Nel tentativo di arrivare a piedi fino alla stazione ci perdiamo, come capita spesso in Giappone quando non si ha internet e non si è mai stati in precedenza in un posto. Ed è così che scopro la Kyoto svogliata, delle strade anonime e degli edifici piatti e mediocri. Quella che c’è ma viene ignorata perché ben coperta dal bagliore intenso di antichità lucidate a puntino.
Qualche passante fermato e qualche indicazione più in là, troviamo una stazione nascosta dalle case circostanti e 15 minuti di treno dopo (con la Sagano Line) giungiamo a destinazione.

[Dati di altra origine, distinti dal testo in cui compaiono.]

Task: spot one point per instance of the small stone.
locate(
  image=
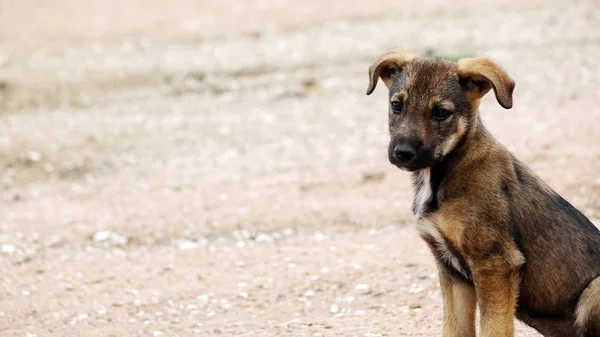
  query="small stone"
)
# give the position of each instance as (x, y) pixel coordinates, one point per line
(8, 249)
(362, 287)
(101, 236)
(186, 245)
(34, 156)
(263, 238)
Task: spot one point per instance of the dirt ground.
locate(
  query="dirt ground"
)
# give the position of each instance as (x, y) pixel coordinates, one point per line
(213, 168)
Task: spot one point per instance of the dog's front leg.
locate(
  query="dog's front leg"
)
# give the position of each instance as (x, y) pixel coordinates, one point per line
(497, 291)
(459, 304)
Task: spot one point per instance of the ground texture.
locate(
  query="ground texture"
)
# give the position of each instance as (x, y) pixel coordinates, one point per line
(205, 168)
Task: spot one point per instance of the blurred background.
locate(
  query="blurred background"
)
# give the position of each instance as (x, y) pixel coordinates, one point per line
(209, 167)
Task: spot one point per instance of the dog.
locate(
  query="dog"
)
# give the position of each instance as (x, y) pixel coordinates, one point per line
(503, 240)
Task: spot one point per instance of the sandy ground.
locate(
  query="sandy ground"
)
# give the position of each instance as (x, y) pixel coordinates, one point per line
(206, 168)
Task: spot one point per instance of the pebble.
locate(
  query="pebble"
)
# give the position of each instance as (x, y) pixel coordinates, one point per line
(8, 249)
(34, 156)
(362, 286)
(112, 238)
(186, 245)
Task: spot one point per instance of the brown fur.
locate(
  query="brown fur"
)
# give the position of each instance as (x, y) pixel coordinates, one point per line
(503, 239)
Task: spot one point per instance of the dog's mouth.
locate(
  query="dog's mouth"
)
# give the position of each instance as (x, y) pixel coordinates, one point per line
(423, 160)
(410, 168)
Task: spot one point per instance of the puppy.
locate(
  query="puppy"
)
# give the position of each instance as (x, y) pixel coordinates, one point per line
(503, 240)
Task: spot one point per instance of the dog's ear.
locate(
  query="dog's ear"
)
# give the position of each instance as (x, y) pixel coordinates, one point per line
(386, 66)
(481, 74)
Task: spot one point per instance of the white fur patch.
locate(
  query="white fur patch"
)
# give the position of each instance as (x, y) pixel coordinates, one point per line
(423, 193)
(427, 227)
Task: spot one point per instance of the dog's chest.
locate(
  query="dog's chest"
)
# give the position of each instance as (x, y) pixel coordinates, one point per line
(430, 232)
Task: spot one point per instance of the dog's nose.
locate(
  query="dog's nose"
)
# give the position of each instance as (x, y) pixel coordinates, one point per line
(404, 152)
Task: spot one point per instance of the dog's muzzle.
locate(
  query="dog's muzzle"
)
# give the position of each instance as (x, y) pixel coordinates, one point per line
(410, 154)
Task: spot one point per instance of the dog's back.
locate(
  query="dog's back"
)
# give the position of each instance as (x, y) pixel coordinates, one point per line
(561, 247)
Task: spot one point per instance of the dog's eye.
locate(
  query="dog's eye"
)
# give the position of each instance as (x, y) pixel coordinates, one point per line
(440, 114)
(396, 107)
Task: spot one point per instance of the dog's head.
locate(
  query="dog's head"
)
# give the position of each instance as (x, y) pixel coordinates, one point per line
(433, 102)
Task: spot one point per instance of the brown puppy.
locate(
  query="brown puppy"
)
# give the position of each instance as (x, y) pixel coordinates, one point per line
(502, 238)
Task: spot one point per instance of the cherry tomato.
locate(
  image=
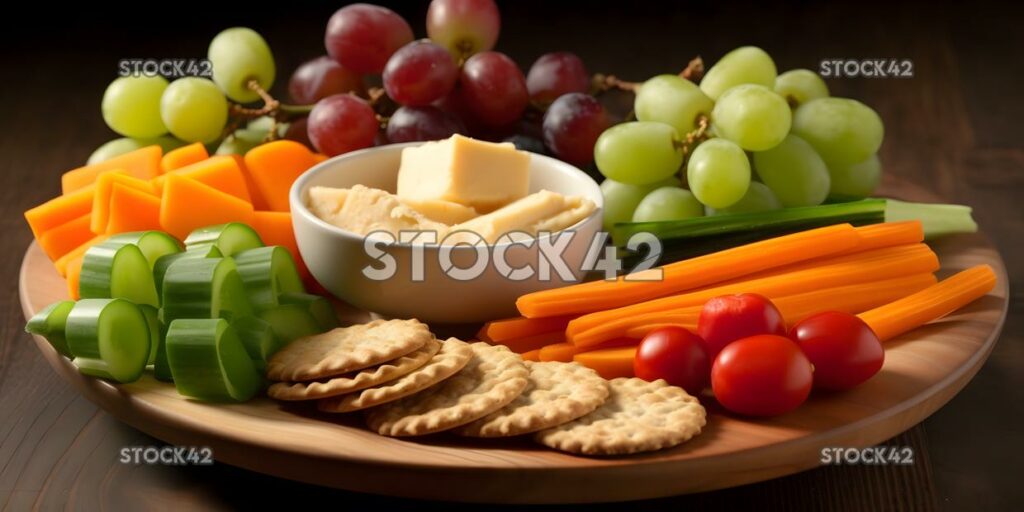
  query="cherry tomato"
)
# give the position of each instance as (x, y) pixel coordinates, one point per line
(675, 354)
(844, 350)
(763, 375)
(729, 317)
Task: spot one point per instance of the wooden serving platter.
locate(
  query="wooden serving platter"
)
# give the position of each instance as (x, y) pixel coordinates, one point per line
(923, 371)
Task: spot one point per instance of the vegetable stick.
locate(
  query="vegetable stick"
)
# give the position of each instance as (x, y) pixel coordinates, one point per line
(931, 303)
(142, 163)
(184, 156)
(525, 344)
(609, 363)
(871, 265)
(520, 327)
(691, 273)
(851, 299)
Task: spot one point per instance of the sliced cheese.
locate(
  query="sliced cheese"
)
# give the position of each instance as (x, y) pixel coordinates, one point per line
(474, 173)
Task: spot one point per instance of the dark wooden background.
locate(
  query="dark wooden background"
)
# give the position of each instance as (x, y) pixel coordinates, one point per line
(954, 128)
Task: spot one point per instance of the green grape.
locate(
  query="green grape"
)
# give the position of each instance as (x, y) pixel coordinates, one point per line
(758, 199)
(238, 56)
(668, 203)
(122, 145)
(719, 173)
(801, 86)
(752, 116)
(748, 65)
(673, 100)
(843, 131)
(638, 153)
(131, 105)
(855, 180)
(621, 200)
(795, 172)
(195, 110)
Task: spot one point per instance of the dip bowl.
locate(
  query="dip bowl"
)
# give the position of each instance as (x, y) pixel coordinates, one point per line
(431, 283)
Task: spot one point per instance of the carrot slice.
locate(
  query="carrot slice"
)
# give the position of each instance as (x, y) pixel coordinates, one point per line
(892, 320)
(184, 156)
(132, 210)
(186, 205)
(142, 163)
(101, 198)
(520, 327)
(687, 274)
(525, 344)
(220, 172)
(66, 238)
(871, 265)
(274, 166)
(609, 363)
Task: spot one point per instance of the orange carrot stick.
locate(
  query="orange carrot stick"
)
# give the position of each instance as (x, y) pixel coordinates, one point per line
(867, 266)
(687, 274)
(931, 303)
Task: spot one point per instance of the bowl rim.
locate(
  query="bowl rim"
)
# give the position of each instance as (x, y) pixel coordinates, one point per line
(299, 207)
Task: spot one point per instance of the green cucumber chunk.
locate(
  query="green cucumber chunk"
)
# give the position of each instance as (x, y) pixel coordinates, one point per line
(154, 245)
(49, 323)
(209, 363)
(267, 272)
(110, 338)
(204, 288)
(318, 306)
(114, 270)
(230, 239)
(290, 322)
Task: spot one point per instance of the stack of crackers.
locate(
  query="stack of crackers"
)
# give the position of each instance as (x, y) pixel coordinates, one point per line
(410, 384)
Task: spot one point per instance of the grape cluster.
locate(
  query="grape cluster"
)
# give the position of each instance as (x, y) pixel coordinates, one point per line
(749, 140)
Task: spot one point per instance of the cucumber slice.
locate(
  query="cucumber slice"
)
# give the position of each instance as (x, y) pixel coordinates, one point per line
(164, 262)
(115, 270)
(209, 363)
(153, 244)
(258, 338)
(267, 272)
(50, 325)
(204, 288)
(110, 338)
(318, 306)
(290, 322)
(231, 238)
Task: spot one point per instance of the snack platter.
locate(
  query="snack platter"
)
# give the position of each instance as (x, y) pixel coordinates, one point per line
(924, 369)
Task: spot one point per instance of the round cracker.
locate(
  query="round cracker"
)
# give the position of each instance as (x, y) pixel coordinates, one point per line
(453, 356)
(493, 378)
(347, 349)
(355, 381)
(556, 393)
(638, 416)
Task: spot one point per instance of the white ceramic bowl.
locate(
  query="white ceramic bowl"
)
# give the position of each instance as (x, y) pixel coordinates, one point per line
(337, 257)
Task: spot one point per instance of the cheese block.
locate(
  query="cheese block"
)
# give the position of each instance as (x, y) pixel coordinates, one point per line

Si scende giù dritte fino al Togetsukyo, “il ponte che attraversa la luna”, che insieme alle montagne che da dietro lo abbracciano, è uno degli scenari iconici di Arashiyama. Attraversando piccole vie senza nome e senza particolare attrattiva, in cui non c’è da vedere ma da sentire la vita quotidiana: piccoli vasi di piante e annaffiatoi appena fuori dall’uscio di casa, donne e bambini a cavalcioni di biciclette, il laboratorio di un artigiano che produce tatami dall’odore forte di paglia.

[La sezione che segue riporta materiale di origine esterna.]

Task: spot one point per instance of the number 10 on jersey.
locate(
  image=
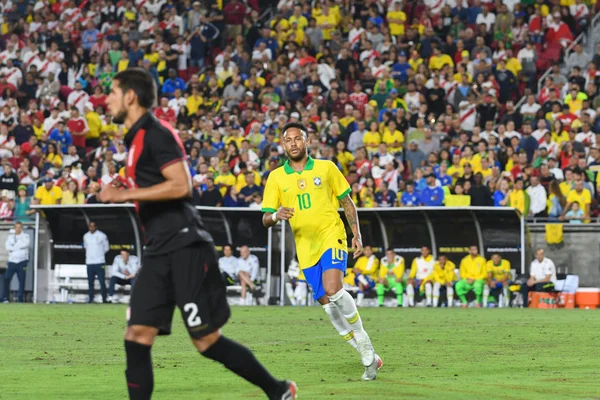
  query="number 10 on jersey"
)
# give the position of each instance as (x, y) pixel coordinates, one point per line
(304, 202)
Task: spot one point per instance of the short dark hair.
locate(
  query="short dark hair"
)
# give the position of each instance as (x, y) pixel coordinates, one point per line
(294, 125)
(142, 84)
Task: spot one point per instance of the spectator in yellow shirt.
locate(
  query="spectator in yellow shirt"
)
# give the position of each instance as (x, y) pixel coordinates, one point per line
(580, 195)
(225, 179)
(366, 271)
(94, 125)
(438, 60)
(327, 22)
(396, 19)
(372, 138)
(48, 194)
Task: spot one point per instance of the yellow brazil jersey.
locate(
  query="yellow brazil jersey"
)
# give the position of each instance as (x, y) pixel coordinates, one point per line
(225, 181)
(438, 62)
(421, 267)
(443, 275)
(330, 20)
(48, 197)
(458, 170)
(38, 131)
(94, 124)
(473, 268)
(316, 223)
(193, 103)
(499, 272)
(396, 266)
(514, 65)
(396, 29)
(368, 266)
(237, 139)
(372, 140)
(302, 21)
(389, 138)
(519, 199)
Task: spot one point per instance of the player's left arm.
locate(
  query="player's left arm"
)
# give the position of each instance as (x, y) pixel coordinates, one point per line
(352, 217)
(341, 190)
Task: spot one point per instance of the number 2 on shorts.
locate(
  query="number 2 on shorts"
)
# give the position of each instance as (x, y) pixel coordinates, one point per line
(193, 319)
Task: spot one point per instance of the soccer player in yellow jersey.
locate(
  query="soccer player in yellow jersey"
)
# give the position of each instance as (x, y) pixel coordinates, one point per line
(443, 276)
(365, 271)
(420, 270)
(301, 192)
(472, 276)
(391, 275)
(498, 272)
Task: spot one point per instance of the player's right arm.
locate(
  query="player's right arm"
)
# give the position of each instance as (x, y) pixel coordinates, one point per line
(271, 207)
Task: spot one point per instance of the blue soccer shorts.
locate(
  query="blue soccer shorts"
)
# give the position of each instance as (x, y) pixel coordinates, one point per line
(314, 274)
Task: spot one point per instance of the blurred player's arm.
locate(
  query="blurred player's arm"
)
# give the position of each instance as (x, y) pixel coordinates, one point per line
(177, 185)
(271, 207)
(352, 218)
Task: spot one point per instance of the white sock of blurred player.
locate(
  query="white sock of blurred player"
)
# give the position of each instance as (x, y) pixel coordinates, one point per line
(359, 298)
(289, 290)
(486, 295)
(450, 295)
(428, 293)
(436, 294)
(301, 292)
(345, 304)
(340, 324)
(506, 295)
(410, 292)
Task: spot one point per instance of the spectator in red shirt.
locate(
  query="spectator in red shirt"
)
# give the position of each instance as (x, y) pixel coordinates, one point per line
(78, 128)
(234, 13)
(166, 113)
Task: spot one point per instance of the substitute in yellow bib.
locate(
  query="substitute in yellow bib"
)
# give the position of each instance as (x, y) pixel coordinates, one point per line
(366, 272)
(498, 274)
(391, 274)
(443, 276)
(302, 192)
(472, 276)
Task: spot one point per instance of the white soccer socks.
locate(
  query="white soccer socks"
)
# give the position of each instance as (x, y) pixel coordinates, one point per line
(428, 293)
(340, 324)
(345, 303)
(450, 295)
(289, 290)
(436, 294)
(410, 292)
(486, 294)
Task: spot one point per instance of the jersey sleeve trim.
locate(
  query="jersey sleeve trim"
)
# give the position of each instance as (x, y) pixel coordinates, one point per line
(346, 192)
(173, 161)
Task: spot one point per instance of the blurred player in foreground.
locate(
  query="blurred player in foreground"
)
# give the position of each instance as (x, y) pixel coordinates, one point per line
(391, 274)
(179, 264)
(302, 191)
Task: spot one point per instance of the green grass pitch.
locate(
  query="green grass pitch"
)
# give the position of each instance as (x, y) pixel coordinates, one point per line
(76, 352)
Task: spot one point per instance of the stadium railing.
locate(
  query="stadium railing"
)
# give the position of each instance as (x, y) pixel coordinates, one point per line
(444, 229)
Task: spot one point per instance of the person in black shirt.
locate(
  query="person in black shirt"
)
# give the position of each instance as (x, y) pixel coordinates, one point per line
(180, 260)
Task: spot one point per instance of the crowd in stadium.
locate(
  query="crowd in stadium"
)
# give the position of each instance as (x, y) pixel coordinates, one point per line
(413, 100)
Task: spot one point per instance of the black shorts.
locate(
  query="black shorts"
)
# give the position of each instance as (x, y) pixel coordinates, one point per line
(188, 278)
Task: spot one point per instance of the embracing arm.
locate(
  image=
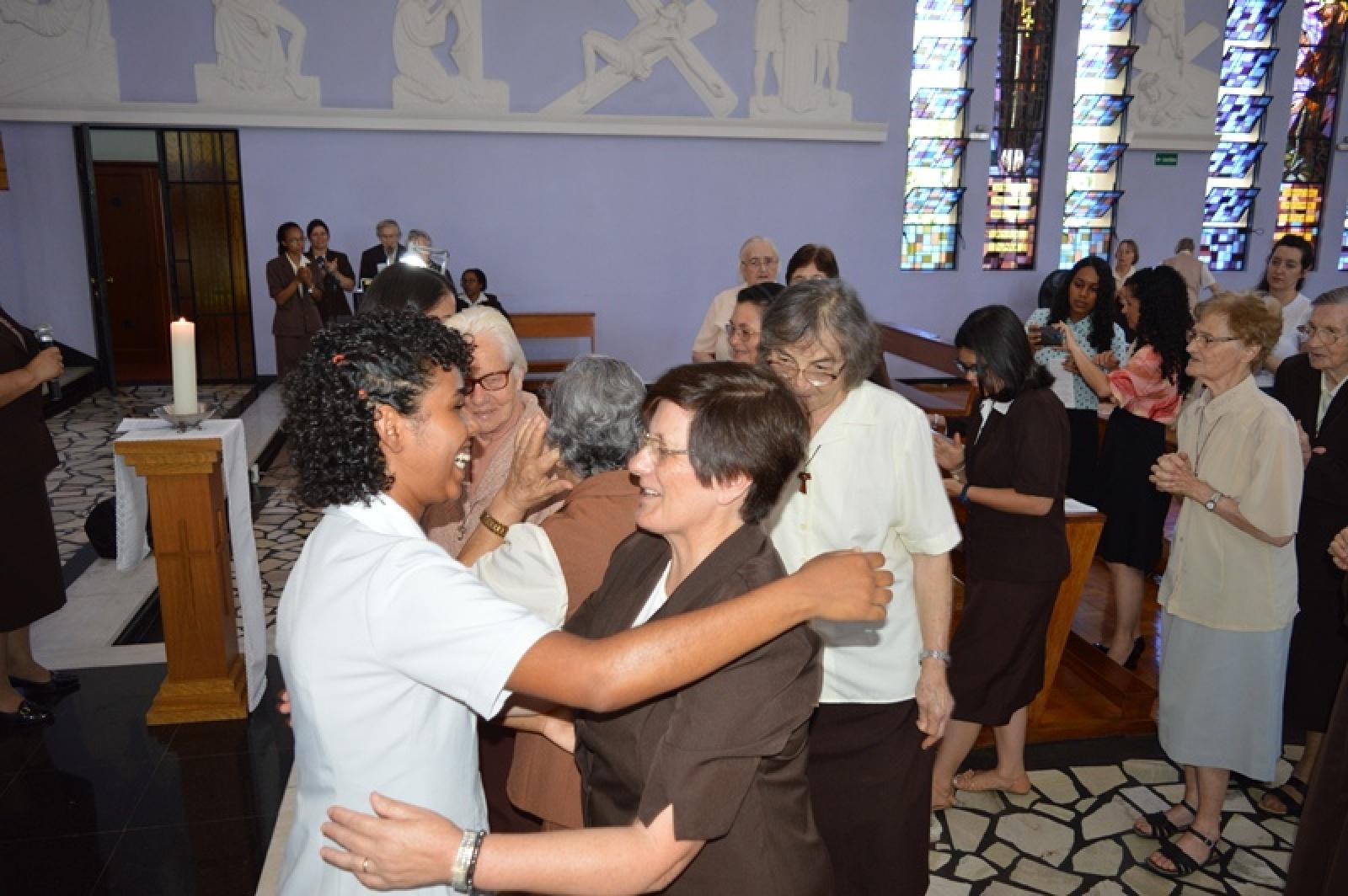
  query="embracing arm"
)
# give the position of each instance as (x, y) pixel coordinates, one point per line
(626, 669)
(409, 846)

Si risale poi lungo le vie più turistiche, circondate da gruppi, scolaresche, qualche turista solitario ma soprattutto ristorantini, negozi di souvenir e chioschi che spargono profumi invitanti.
Nelle vetrine fa capolino uno dei piatti che contraddistinguono queste zone e che a Tokyo è raro vedere, la chasoba, “la soba al tè verde”, mentre su un muro di una via laterale spunta un enorme ventaglio a segnalarne un negozio, ancora più in là lungo i binari di una stazione dei treni, la Kimono Forest, un coloratissimo sentiero che non è altro che una foresta di quasi 600 cilindri ricoperti di stoffa in stile kimono che la notte si illuminano creando un’atmosfera magica.
Io e Ale, medaglia d’oro in “siamo buone a mangiare anche ciò che non abbiamo la più pallida idea di cosa sia”, ci lanciamo senza paura in uno dei nostri sport preferiti: l’assaggio scellerato di cibo di strada. Individuato il giusto chioschetto, diventiamo le orgogliose proprietarie di due misteriosi spiedini, dei quali l’unica cosa certa è che uno sia al gusto “polpo e cipollotto” e l’altro “gamberetti e maionese”, che cosa siano in realtà non è dato sapere ma le premesse non sono male e più sfatte che mai, dopo 4 giorni di su e giù dai treni a visitare da mattina a sera con 40° all’ombra, ci appoggiamo a una staccionata per consumare in pace la sconosciuta merenda …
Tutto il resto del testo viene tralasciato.